Johnson’s solution had two main elements. First, Northern Ireland would be part of an all-Ireland regulatory system for farming, food production and manufacturing, subject to approval every four years by the Northern Ireland Assembly, thus obviating the need for border checks. Second, while Northern Ireland would leave the European customs union, thus requiring customs checks on North-South trade, there would be no controls or infrastructure at or near the border.

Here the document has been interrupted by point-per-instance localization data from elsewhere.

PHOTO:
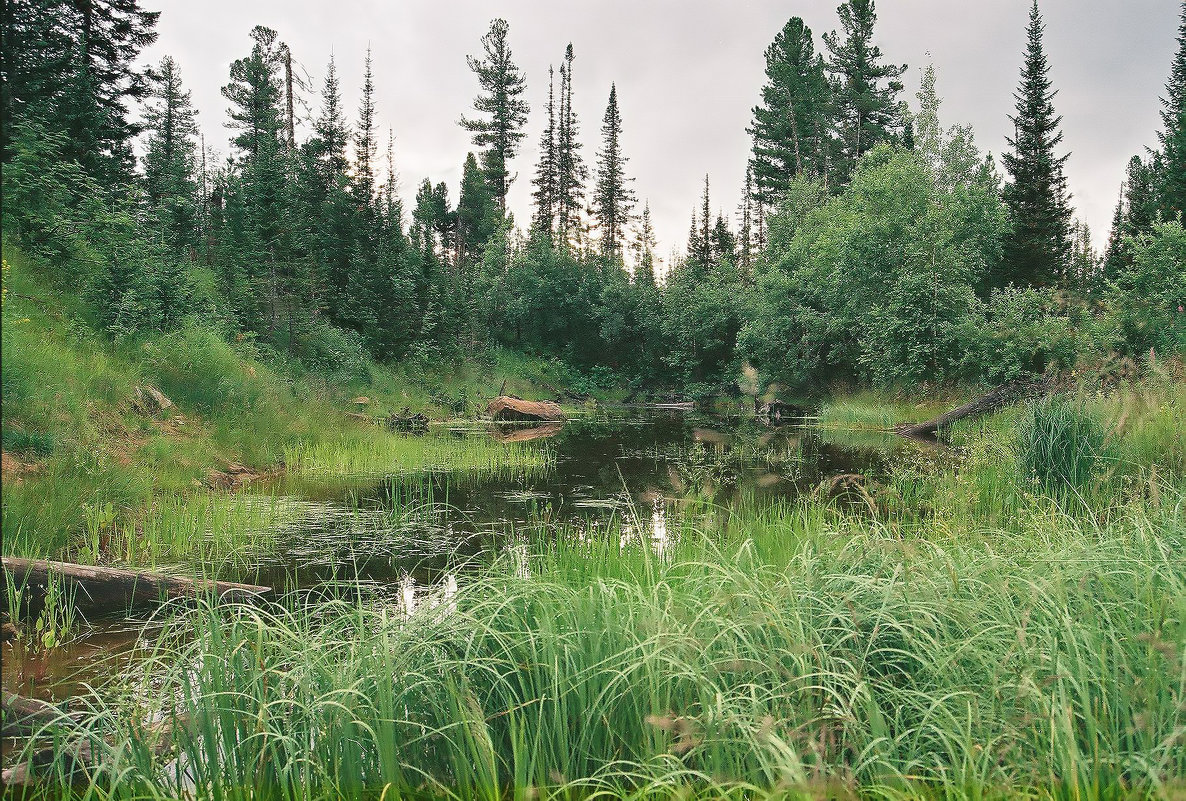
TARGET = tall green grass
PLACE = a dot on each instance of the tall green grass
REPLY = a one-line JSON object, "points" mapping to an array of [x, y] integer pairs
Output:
{"points": [[811, 655]]}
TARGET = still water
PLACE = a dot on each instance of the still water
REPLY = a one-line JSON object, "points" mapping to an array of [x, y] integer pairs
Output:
{"points": [[642, 475]]}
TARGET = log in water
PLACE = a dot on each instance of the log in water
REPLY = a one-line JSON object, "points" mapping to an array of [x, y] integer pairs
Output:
{"points": [[100, 590]]}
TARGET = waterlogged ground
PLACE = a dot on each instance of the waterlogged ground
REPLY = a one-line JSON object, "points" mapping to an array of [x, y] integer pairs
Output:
{"points": [[414, 535]]}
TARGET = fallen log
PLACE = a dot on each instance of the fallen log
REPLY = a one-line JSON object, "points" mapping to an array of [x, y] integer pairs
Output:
{"points": [[508, 407], [23, 717], [520, 434], [100, 590], [1003, 395]]}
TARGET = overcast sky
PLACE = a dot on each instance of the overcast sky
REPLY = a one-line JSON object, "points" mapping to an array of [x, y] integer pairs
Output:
{"points": [[688, 74]]}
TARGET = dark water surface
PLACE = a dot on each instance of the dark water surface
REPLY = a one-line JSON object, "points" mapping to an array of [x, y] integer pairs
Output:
{"points": [[639, 474]]}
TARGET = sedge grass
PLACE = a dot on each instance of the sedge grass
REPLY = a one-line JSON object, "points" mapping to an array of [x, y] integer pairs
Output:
{"points": [[814, 653]]}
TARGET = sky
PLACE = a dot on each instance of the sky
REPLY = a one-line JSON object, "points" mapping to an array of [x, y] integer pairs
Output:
{"points": [[688, 74]]}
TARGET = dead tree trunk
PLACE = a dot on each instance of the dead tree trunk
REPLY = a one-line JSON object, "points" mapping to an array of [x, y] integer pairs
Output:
{"points": [[97, 590], [1003, 395]]}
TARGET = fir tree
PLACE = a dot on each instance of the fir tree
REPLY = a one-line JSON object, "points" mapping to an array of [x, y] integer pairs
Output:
{"points": [[1173, 138], [477, 217], [169, 156], [571, 170], [502, 86], [544, 194], [365, 144], [613, 201], [790, 128], [865, 88], [1136, 210], [1039, 247], [644, 250]]}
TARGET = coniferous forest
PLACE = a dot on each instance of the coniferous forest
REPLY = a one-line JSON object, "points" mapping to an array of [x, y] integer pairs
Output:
{"points": [[259, 361]]}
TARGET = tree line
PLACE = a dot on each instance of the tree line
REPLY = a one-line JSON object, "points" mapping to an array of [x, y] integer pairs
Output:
{"points": [[872, 242]]}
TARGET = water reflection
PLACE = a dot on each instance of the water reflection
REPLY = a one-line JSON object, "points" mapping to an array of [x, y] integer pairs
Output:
{"points": [[413, 540]]}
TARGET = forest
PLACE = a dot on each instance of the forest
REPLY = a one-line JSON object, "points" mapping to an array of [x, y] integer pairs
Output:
{"points": [[269, 368]]}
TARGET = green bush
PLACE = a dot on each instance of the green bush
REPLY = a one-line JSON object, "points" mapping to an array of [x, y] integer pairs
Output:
{"points": [[333, 353]]}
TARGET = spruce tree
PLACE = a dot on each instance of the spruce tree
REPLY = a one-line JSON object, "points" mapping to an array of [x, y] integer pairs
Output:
{"points": [[791, 126], [502, 86], [477, 217], [169, 156], [260, 196], [71, 64], [1136, 210], [1173, 138], [571, 170], [544, 192], [644, 249], [613, 201], [365, 142], [1039, 247], [865, 88]]}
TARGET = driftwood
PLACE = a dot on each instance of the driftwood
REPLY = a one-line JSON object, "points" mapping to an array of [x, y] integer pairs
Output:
{"points": [[520, 434], [776, 412], [1003, 395], [406, 421], [24, 717], [507, 407], [99, 590]]}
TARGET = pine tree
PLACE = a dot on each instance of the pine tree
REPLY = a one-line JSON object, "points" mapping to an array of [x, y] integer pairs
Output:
{"points": [[477, 217], [1039, 247], [700, 237], [365, 142], [644, 250], [169, 156], [72, 65], [746, 230], [502, 84], [330, 128], [544, 194], [613, 201], [571, 170], [1173, 138], [865, 89], [790, 128], [1136, 210], [261, 195]]}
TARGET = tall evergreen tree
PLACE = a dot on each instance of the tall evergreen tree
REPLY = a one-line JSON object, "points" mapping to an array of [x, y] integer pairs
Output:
{"points": [[260, 196], [1136, 211], [365, 141], [865, 88], [613, 201], [1173, 137], [571, 170], [644, 249], [71, 64], [502, 86], [791, 126], [1039, 247], [169, 156], [477, 217], [544, 192]]}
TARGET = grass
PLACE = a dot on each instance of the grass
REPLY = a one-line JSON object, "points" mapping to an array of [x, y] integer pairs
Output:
{"points": [[815, 653], [78, 444]]}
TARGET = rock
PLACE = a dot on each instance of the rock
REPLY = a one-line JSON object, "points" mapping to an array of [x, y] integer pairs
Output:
{"points": [[150, 401]]}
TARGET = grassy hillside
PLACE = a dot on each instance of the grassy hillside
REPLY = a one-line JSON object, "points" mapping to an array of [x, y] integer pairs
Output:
{"points": [[82, 452]]}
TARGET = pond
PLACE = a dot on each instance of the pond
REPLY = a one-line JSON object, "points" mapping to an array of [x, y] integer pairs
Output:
{"points": [[642, 474]]}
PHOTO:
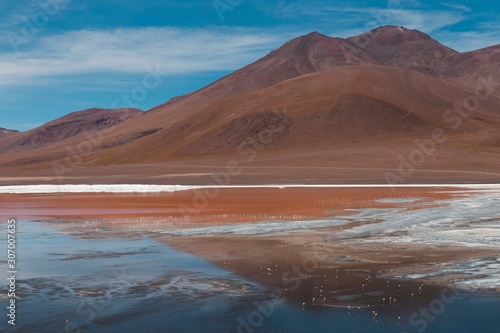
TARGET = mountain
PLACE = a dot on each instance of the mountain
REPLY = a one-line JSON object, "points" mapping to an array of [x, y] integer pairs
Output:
{"points": [[6, 132], [73, 125], [360, 105]]}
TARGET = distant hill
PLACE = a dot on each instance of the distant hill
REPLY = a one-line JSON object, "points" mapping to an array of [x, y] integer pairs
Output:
{"points": [[362, 103]]}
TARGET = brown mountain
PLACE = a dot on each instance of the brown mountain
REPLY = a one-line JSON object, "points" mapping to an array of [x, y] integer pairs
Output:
{"points": [[73, 125], [359, 106], [6, 132]]}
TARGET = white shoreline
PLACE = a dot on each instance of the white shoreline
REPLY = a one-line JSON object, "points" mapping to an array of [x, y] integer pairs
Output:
{"points": [[138, 188]]}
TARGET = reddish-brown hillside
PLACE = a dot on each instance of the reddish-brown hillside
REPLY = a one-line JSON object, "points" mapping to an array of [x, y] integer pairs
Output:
{"points": [[316, 96], [72, 125], [6, 132]]}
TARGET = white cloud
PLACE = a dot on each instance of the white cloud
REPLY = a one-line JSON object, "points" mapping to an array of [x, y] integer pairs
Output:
{"points": [[174, 50], [457, 7]]}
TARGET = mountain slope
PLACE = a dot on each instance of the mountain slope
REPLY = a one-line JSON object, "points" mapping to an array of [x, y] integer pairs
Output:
{"points": [[315, 96], [6, 132]]}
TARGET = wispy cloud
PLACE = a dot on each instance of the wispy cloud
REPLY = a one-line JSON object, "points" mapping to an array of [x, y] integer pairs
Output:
{"points": [[174, 50], [457, 7]]}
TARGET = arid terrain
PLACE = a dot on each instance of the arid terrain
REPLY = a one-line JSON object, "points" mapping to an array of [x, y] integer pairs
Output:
{"points": [[388, 106]]}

The good news for Johnson was that those UK politicians who had voted down the May agreement, especially the 10 Northern Ireland MPs from the Democratic Unionist Party (DUP), welcomed his plan. The bad news was that hardly anyone else did.
With nerves shredded on all sides, the discourse needs to be brought back to a reasoned approach and dialogue. Our leaders should be role models, on whom we can rely to bring clarity to complex issues, and keep their promises.
Reaction, from Ireland in particular, was swift. The Taoiseach, Leo Varadkar, offered a “drop-down menu” of the five remaining options he had identified. They were a united Ireland; the Republic re-joining the UK; the UK staying in the EU; the UK leaving the EU but remaining in the single market and the customs union; or Theresa May’s original backstop. Varadkar said he could live with all except the second, because Ireland would never re-join the UK. However, his reference to a united Ireland incensed Arlene Foster, leader of the DUP, a party whose whole raison d’etre is maintaining the union between Northern Ireland and the rest of the UK.
So where does this leave us? By law, if Johnson has not reached agreement with the EU by Oct. 19, he is required to ask for an extension to the Brexit deadline. His official position is that he will obey the law; that he will not ask for an extension; and that the UK will leave the EU on Oct. 31, with or without a deal — all of which appear to be mutually exclusive. He could phrase the request for extension in a manner unpalatable to the EU, but that would undermine Britain’s moral and diplomatic reputation.
With nerves shredded on all sides, the discourse needs to be brought back to a reasoned approach and dialogue. Our leaders should be role models, on whom we can rely to bring clarity to complex issues, and keep their promises. There is more at stake than Brexit. In Britain, it is about the rule of law, the viability of democracy, and the country’s standing in the family of nations. In the EU, it is about proving the institution can deal with complex issues in a rational and efficient way, without inflaming matters. So far, the EU seems to be scoring higher.